Senior Researcher at Inria
Head of the PACAP Research Group
Research Interests
My current research interests include aspects of static and just-in-time compilation, as well as dynamic binary rewriting. I am particularly interested in the interaction of compiler optimizations with micro-architectural features and performance assessment.
More recently, we started investigating compilation techniques dedicated to non-volatile memory and intermittently powered systems.

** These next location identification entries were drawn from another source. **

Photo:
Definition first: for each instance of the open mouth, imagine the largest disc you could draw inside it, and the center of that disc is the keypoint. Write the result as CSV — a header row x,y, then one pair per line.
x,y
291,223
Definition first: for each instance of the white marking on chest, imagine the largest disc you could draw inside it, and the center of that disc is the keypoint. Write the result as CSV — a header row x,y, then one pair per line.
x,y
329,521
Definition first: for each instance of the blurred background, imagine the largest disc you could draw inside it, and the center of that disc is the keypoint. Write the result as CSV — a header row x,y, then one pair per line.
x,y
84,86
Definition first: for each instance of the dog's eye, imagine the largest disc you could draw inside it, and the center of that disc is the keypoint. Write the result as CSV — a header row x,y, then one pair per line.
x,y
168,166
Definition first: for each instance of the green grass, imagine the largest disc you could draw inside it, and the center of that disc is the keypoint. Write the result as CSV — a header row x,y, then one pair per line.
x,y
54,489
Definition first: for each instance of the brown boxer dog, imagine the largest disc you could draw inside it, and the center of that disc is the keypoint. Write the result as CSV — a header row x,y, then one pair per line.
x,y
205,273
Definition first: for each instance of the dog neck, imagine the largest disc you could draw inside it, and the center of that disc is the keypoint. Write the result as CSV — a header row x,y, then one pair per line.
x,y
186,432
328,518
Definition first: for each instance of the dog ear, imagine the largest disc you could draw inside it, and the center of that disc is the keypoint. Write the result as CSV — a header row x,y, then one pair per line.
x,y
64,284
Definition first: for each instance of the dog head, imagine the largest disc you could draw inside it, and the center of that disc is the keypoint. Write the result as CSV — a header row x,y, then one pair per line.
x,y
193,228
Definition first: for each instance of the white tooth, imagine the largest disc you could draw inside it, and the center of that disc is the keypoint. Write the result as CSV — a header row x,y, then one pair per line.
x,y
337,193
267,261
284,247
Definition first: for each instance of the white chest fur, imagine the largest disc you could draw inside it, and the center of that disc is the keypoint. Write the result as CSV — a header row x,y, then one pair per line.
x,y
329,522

We also look into how compilation techniques help security mechanisms.
Selected Publications
- Erven Rohou, Bharath Narasimha Swamy, and André Seznec. Branch prediction and the performance of interpreters – don’t trust folklore. In: IEEE/ACM International Symposium on Code Generation and Optimization (CGO), 2015. https://hal.inria.fr/hal-01100647v1
- Simon Rokicki, Erven Rohou, Steven Derrien, Hybrid-DBT: Hardware/Software Dynamic Binary Translation Targeting VLIW, In: IEEE Transactions on Computer-Aided Design of Integrated Circuits and Systems (TCAD), 2018. https://hal.inria.fr/hal-01856163v1
- Erven Rohou, Sergei Dyshel, Dorit Nuzman, Ira Rosen, Kevin Williams, Albert Cohen, and Ayal Zaks, Speculatively Vectorized Bytecode, In Proceedings of 6th ACM International Conference on High-Performance and Embedded Architectures and Compilers (HiPEAC), 2011. https://hal.inria.fr/inria-00525139
- Rabab Bouziane, Erven Rohou, Abdoulaye Gamatié, Energy-efficient memory mappings based on partial WCET analysis and multi-retention time STT-RAM, In: Proceedings of the 26th International Conference on Real-Time Networks and Systems (RTNS), 2018. https://hal.inria.fr/hal-01871320v1
Google Scholar seems to otherwise maintain a good publication list.
Recent Software
- Tiptop a simple tool, very similar to the UNIX top utility, that displays the values of hardware performance counters associated to processes and threads. The goal is to make the collection of performance and bottleneck data as simple as possible, including simple installation and usage. No privilege is required, any user can run tiptop. Tiptop has been integrated in major Linux distributions, such as Fedora, Debian, Ubuntu. To give it a try:
# dnf install tiptop
- If-memo is a linker-based technique for enabling software memorizing of any dynamically linked pure function by function interception. Typically, this framework is useful to intercept the computationally expensive pure functions – the transcendental functions from the math library. Our technique does not need the availability of source code and thus can even be applied to commercial applications as well as applications with legacy codes. As far as users are concerned, enabling memoization is as simple as setting an environment variable. Our framework does not make any specific assumptions about the underlying architecture or compiler too-chains, and can work with a variety of current architectures.